Herman Cain: Good And Bad News for Pizza Chain?


While it’s been 15 years since Herman Cain was the CEO of Godfather’s Pizza, that association appears to be influencing consumer perceptions of the chain along political party lines, reports YouGov BrandIndex.

Godfather’s’ brand health wasn’t so hot (regardless of the consumer’s political bent) prior to Cain’s May 2011 announcement that he was running for president.

BrandIndex’s overall Index scores (which average a company’s quality, value, reputation, impression, satisfaction and willingness to recommend scores) showed the chain pulling scores of just 3.9, 5.0 and 3.5 from Republicans, independents and Democrats, respectively, as of Jan. 3, 2011. In other words, perceptions were roughly equivalent across the three groups.



(The BrandIndex scores, compiled through daily interviews of 5,000 people, range from 100 to -100, and are compiled by subtracting negative feedback from positive, so a zero score would indicate equal positive and negative feedback.)

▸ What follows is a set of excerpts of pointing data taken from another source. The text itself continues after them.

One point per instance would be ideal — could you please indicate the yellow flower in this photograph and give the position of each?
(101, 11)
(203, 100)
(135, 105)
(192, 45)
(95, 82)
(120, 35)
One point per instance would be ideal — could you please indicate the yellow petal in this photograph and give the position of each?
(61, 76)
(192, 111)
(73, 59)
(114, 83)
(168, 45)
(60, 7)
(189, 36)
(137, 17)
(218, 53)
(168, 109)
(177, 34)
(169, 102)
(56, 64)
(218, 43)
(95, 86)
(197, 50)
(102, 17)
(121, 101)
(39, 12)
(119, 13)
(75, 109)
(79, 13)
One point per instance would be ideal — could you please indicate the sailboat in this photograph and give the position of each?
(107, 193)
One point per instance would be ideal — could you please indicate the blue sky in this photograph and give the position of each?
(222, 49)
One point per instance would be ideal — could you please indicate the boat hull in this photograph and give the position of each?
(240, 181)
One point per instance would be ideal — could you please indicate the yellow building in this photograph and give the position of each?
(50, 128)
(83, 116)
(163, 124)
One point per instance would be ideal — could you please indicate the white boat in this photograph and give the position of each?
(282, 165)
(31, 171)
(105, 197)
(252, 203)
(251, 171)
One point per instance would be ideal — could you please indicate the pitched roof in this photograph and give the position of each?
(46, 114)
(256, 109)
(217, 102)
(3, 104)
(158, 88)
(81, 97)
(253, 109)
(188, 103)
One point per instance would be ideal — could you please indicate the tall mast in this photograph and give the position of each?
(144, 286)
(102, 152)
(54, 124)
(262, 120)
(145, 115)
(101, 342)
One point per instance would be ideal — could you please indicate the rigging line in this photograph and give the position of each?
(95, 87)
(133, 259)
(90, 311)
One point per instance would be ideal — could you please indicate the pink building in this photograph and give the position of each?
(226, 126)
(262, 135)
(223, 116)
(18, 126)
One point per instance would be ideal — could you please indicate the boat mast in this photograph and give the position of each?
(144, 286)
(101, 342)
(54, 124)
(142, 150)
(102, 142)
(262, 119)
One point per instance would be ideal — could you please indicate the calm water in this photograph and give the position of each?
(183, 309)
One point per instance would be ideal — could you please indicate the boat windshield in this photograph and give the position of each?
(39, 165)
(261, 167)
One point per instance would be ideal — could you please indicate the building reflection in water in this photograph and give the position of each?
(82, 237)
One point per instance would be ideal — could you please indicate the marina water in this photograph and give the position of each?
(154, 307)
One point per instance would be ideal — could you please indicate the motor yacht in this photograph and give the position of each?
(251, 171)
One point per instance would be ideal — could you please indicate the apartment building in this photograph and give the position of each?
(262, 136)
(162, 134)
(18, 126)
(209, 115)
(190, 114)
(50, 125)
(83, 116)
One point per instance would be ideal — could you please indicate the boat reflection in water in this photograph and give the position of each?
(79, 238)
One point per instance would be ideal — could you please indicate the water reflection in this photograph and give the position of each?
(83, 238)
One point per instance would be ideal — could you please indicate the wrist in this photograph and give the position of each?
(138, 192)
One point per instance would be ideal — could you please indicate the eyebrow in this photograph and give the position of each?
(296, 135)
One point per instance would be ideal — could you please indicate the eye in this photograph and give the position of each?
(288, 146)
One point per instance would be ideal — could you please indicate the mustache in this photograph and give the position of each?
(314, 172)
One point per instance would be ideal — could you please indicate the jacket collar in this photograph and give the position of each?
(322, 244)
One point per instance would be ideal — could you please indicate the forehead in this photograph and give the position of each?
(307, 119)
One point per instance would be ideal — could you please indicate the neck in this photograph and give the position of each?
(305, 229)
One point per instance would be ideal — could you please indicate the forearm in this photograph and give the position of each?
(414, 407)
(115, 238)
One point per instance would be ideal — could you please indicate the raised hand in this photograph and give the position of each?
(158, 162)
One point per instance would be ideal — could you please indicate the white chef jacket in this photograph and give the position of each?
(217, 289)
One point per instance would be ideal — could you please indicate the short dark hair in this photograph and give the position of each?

On May 20, when Cain announced his candidacy, the index score for Godfather’s shot up to 9.2 among Republicans, but declined to 3.0 among independents and to 2.7 among Democrats.

By Oct. 28 -- two days before the news broke that while Cain had been president/CEO of the National Restaurant Association in the late 90s, two female employees had alleged that he had sexually harassed them -- Republicans’ Godfather’s’ perception index score had jumped up to 15.5, independents’ was at 4.6, and Democrats’ had dropped well into negative territory (-8.9).

Since the allegations emerged, Republicans’ Godfather’s perception scores have barely budged: They were at 15.1 on both Nov. 11 and Nov. 14.

Independents’ scores for the chain hit their lowest point (1.8) on Nov. 7, shortly after the scandal broke (the high for this group was 9.6, on Oct. 6). However, by Nov. 14, independents’ score was nearly back to the group’s January, pre-Cain-candidacy level (4.3).

As for Democrats, recent, post-allegations scores for Godfather’s perceptions are not worse, but they’re still very much in negative territory:  -7.5 on Nov. 11 and -7.3 on Nov. 14.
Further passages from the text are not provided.